Others have answered how malloc(0) works. I will answer one of the questions that you asked that hasn't been answered yet (I think). The question is about realloc(malloc(0), 0):

What does malloc(0) return? Would the answer be same for realloc(malloc(0),0)?

The standard says this about realloc(ptr, size):

• if ptr is NULL, it behaves like malloc(size),
• otherwise (ptr is not NULL), it deallocates the old object pointer to by ptr and returns a pointer to a new allocated buffer. But if size is 0, C89 says that the effect is equivalent to free(ptr). Interestingly, I can't find that statement in C99 draft (n1256 or n1336). In C89, the only sensible value to return in that case would be NULL.

So, there are two cases:

• malloc(0) returns NULL on an implementation. Then your realloc() call is equivalent to realloc(NULL, 0). That is equivalent to malloc(0) from above (and that is NULL in this case).
• malloc(0) returns non-NULL. Then, the call is equivalent to free(malloc(0)). In this case, malloc(0) and realloc(malloc(0), 0) are not equivalent.

Note that there is an interesting case here: in the second case, when malloc(0) returns non-NULL on success, it may still return NULL to indicate failure. This will result in a call like: realloc(NULL, 0), which would be equivalent to malloc(0), which may or may not return NULL.

I am not sure if the omission in C99 is an oversight or if it means that in C99, realloc(ptr, 0) for non-NULL ptr is not equivalent to free(ptr). I just tried this with gcc -std=c99, and the above is equivalent to free(ptr).

Edit: I think I understand what your confusion is:

Let's look at a snippet from your example code:

ptr = malloc(0);
if (ptr == realloc(ptr, 1024))

The above is not the same as malloc(0) == realloc(malloc(0), 1024). In the second, the malloc() call is made twice, whereas in the first, you're passing a previously allocated pointer to realloc().

Let's analyze the first code first. Assuming malloc(0) doesn't return NULL on success, ptr has a valid value. When you do realloc(ptr, 1024), realloc() basically gives you a new buffer that has the size 1024, and the ptr becomes invalid. A conforming implementation may return the same address as the one already in ptr. So, your if condition may return true. (Note, however, looking at the value of ptr after realloc(ptr, 1024) may be undefined behavior.)

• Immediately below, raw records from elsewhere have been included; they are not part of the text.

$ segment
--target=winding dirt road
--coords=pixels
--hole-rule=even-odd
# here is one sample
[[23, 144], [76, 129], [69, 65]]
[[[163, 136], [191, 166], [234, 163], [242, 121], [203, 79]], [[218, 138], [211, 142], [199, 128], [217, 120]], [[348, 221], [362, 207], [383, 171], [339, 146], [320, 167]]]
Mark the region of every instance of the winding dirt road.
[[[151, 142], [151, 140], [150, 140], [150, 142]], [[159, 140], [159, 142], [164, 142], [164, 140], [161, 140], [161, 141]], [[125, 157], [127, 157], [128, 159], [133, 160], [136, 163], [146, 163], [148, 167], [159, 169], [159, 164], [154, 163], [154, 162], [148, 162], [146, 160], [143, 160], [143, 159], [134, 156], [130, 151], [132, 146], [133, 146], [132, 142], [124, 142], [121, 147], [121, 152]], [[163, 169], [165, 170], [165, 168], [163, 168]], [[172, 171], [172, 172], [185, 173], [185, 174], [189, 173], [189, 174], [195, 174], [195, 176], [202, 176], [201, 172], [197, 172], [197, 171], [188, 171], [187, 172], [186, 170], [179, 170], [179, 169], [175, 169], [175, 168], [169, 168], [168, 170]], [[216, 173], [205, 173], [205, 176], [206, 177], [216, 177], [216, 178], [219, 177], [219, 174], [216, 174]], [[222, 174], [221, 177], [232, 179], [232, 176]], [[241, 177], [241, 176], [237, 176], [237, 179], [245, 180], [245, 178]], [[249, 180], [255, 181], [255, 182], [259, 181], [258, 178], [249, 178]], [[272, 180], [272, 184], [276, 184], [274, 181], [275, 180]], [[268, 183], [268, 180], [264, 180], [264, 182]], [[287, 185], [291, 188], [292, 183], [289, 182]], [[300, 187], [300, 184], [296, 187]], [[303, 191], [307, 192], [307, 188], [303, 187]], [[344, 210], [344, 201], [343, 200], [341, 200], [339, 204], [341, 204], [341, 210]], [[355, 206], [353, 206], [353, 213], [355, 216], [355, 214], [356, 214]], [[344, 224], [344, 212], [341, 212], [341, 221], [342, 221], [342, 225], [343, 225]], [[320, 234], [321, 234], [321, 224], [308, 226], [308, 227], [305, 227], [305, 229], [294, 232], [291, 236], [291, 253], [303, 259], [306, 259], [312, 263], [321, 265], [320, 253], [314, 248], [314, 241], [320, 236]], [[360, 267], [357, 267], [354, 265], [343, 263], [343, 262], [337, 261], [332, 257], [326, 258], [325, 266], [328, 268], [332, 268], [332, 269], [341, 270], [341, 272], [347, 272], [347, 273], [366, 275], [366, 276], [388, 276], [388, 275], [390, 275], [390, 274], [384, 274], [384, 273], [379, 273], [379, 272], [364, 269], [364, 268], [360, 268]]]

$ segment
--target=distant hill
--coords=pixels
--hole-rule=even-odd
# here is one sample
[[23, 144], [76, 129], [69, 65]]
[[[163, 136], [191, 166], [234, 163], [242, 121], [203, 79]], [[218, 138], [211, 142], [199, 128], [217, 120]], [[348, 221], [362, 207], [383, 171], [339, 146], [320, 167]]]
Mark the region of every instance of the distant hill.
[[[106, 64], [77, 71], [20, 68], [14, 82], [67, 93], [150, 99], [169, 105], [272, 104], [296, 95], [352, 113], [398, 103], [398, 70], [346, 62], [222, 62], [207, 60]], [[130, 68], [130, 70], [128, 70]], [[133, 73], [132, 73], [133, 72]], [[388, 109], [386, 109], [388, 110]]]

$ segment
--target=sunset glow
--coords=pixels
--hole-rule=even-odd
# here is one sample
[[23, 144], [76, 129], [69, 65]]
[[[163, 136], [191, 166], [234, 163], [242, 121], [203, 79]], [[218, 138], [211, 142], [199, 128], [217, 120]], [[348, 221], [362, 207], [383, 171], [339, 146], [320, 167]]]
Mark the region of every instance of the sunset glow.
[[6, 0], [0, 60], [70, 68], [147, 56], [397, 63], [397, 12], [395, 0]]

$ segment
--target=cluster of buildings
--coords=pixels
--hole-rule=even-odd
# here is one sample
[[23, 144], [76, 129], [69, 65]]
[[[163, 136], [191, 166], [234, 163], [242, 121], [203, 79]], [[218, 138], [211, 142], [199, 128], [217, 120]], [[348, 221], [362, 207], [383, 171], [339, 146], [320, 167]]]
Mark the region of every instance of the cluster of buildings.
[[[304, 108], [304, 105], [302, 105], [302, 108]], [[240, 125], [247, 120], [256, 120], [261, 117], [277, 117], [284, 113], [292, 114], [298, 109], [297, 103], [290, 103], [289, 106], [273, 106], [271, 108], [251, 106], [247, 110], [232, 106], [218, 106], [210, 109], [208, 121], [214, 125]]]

Now the question you ask: malloc(0) == realloc(malloc(0), 1024). In this case, let's assume that both the malloc(0) on the LHS and RHS returns non-NULL. Then, they are guaranteed to be different. Also, the return value from malloc() on the LHS hasn't been free()d yet, so any other malloc(), calloc(), or realloc() may not return that value. This means that if you wrote your condition as:

if (malloc(0) == realloc(malloc(0), 1024)
    puts("possible");

you won't see possible on the output (unless both malloc() and realloc() fail and return NULL).

#include <stdio.h>
#include <stdlib.h>

int main(void)
{
    void *p1;
    void *p2;

    p1 = malloc(0);
    p2 = realloc(p1, 1024);
    if (p1 == p2)
        puts("possible, OK");

    /* Ignore the memory leaks */
    if (malloc(0) == realloc(malloc(0), 1024))
        puts("shouldn't happen, something is wrong");
    return 0;
}

On OS X, my code didn't output anything when I ran it. On Linux, it prints possible, OK.

The comp.lang.c FAQ has the following to say:

The ANSI/ISO Standard says that it may do either; the behavior is implementation-defined (see question 11.33). Portable code must either take care not to call malloc(0), or be prepared for the possibility of a null return.

So, it's probably best to avoid using malloc(0).

In C89, malloc(0) is implementation dependent - I don't know if C99 has fixed this or not. In C++, using:

char * p = new char[0];

is well defined - you get a valid, non-null pointer. Of course, you can't use the pointer to access what it points to without invoking undefined behaviour.

As to why this exists, it is convenient for some algorithms, and means you don't need to litter your code with tests for zero values.